上面的属性刷新调用时序图,我们可以比较好介入的点就是 RefreshListener 和 ContextRefresher中的处理流程,一种解耦的方式就是利用spring的事件机制,在刷新属性方法执行结束后发布一个属性更新完成事件,并把本次更新的key嵌在事件中一起发布,方便外部感知。而这恰好在 ContextRefreshe.refreshEnvironment已经有相关逻辑实现了,源码如下:
public synchronized Set<String> refreshEnvironment() {
Map<String, Object> before = extract(
this.context.getEnvironment().getPropertySources());
addConfigFilesToEnvironment();
Set<String> keys = changes(before,
extract(this.context.getEnvironment().getPropertySources())).keySet();
//发布了环境变更事件
this.context.publishEvent(new EnvironmentChangeEvent(this.context, keys));
return keys;
}
但是很重要得一点是,销毁bean然后重建bean以及赋值属性是在 RefreshScope.refreshAll()中进行的,所以监听这个EnvironmentChangeEvent事件行不通,那监听 RefreshScope中发布的RefreshScopeRefreshedEvent 呢?还是不太现实,因为他发布事件时没有发布被更新的key我们无法利用这些被更新的key做文章。那要实现发布属性,而且能访问被更新后的值只能在RefreshListener 和 ContextRefresher上做文章。
为什么要选择ContextRefresher呢?
@Configuration
@ConditionalOnClass(RefreshScope.class)
@ConditionalOnProperty(name = RefreshAutoConfiguration.REFRESH_SCOPE_ENABLED, matchIfMissing = true)
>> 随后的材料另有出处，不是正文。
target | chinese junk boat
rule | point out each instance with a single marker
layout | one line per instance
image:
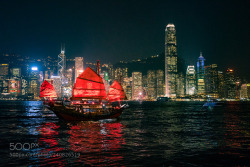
(89, 100)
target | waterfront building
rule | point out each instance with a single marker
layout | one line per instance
(160, 83)
(121, 73)
(57, 85)
(200, 76)
(190, 81)
(34, 85)
(69, 77)
(15, 72)
(221, 89)
(211, 81)
(14, 87)
(180, 85)
(78, 66)
(61, 64)
(230, 84)
(24, 87)
(127, 86)
(137, 92)
(4, 71)
(170, 61)
(244, 91)
(151, 85)
(111, 72)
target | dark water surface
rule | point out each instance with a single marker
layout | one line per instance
(147, 134)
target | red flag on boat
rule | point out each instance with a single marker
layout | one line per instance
(116, 92)
(89, 85)
(47, 90)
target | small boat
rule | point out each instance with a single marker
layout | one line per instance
(213, 103)
(89, 100)
(163, 99)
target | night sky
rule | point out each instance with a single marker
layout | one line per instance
(124, 29)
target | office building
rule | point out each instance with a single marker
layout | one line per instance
(170, 61)
(200, 76)
(137, 91)
(212, 81)
(78, 66)
(190, 81)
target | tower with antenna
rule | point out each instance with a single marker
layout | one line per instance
(62, 63)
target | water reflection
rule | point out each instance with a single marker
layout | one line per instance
(48, 143)
(97, 142)
(236, 136)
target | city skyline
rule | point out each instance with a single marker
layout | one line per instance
(114, 30)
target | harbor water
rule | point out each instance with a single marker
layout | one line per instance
(146, 134)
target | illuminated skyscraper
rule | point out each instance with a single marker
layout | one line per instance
(121, 73)
(160, 82)
(211, 80)
(137, 93)
(151, 85)
(61, 64)
(221, 84)
(200, 76)
(190, 81)
(4, 71)
(170, 61)
(78, 66)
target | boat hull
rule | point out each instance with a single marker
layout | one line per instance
(96, 114)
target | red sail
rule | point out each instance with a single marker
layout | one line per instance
(89, 85)
(116, 92)
(47, 90)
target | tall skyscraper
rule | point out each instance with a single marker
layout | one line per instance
(151, 85)
(137, 93)
(200, 76)
(61, 64)
(190, 81)
(78, 66)
(211, 80)
(121, 73)
(230, 84)
(4, 71)
(160, 83)
(170, 61)
(221, 84)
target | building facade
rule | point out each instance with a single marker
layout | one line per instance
(212, 81)
(230, 84)
(190, 81)
(137, 92)
(170, 61)
(78, 66)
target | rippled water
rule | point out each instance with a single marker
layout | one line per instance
(147, 134)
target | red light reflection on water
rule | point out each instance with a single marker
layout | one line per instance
(49, 144)
(98, 143)
(235, 137)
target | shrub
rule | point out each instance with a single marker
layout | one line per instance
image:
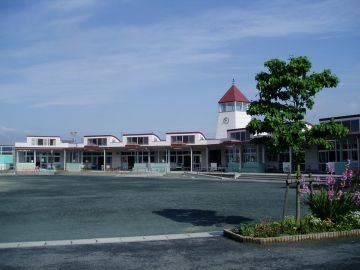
(334, 201)
(350, 221)
(325, 207)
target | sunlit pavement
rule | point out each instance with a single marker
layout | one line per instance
(45, 208)
(204, 253)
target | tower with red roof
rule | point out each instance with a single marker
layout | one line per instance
(232, 112)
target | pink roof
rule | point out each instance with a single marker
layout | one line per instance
(233, 94)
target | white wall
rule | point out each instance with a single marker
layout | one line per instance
(237, 119)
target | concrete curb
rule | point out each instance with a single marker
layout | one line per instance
(289, 238)
(111, 240)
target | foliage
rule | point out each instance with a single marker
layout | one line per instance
(336, 199)
(323, 206)
(286, 92)
(309, 224)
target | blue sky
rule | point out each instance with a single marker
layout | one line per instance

@AutoConfigureBefore(HibernateJpaAutoConfiguration.class)
public class RefreshAutoConfiguration {
......
@Bean
@ConditionalOnMissingBean
public ContextRefresher contextRefresher(ConfigurableApplicationContext context,
RefreshScope scope) {
return new ContextRefresher(context, scope);
}
@Bean
public RefreshEventListener refreshEventListener(ContextRefresher contextRefresher) {
return new RefreshEventListener(contextRefresher);
}
......
}
RefreshAutoConfiguration这个配置类中做了一些Bean托管定义,ContextRefresher上有@ConditionalOnMissingBean修饰,告诉我们可以自己自定义ContextRefresher来代替框架中定义好的(当然没有标注@ConditionalOnMissingBean我们也可以强制替换,即定义相同Bean 加上@Primary即可 )。实现如下:
public class ContextRefresherDecorator extends ContextRefresher {
private ApplicationContext context;
public ContextRefresherDecorator(ConfigurableApplicationContext context,
RefreshScope scope) {
super(context, scope);
this.context = context;
}
@Override
public synchronized Set<String> refresh() {
Set<String> refresh = super.refresh();
context.publishEvent(new RefreshCompleteEvent(refresh));
return refresh;
}
}
public class RefreshCompleteEvent extends ApplicationEvent {
/**
* 被刷新的key集合
*/
private final Set<String> refreshedKeySet;
/**
* Create a new {@code ApplicationEvent}.
*
* @param source the object on which the event initially occurred or with
* which the event is associated (never {@code null})
*/
public RefreshCompleteEvent(Object source) {
super(source);
this.refreshedKeySet = (Set<String>) source;
}
public Set<String> getRefreshedKeySet() {
return refreshedKeySet;
}
}
线程池参数更新
涉及到线程,任何临界区操作必须考虑的问题是数据竞争和线程安全。线程池的配置参数是典型的共享变量,线程池中的线程都会在各自的执行流程上使用到,下面是ThreadPoolExecutor关键参数在代码中的定义:
public class ThreadPoolExecutor extends AbstractExecutorService {
private volatile ThreadFactory threadFactory;
/**
* Handler called when saturated or shutdown in execute.
*/
private volatile RejectedExecutionHandler handler;
/**
* Timeout in nanoseconds for idle threads waiting for work.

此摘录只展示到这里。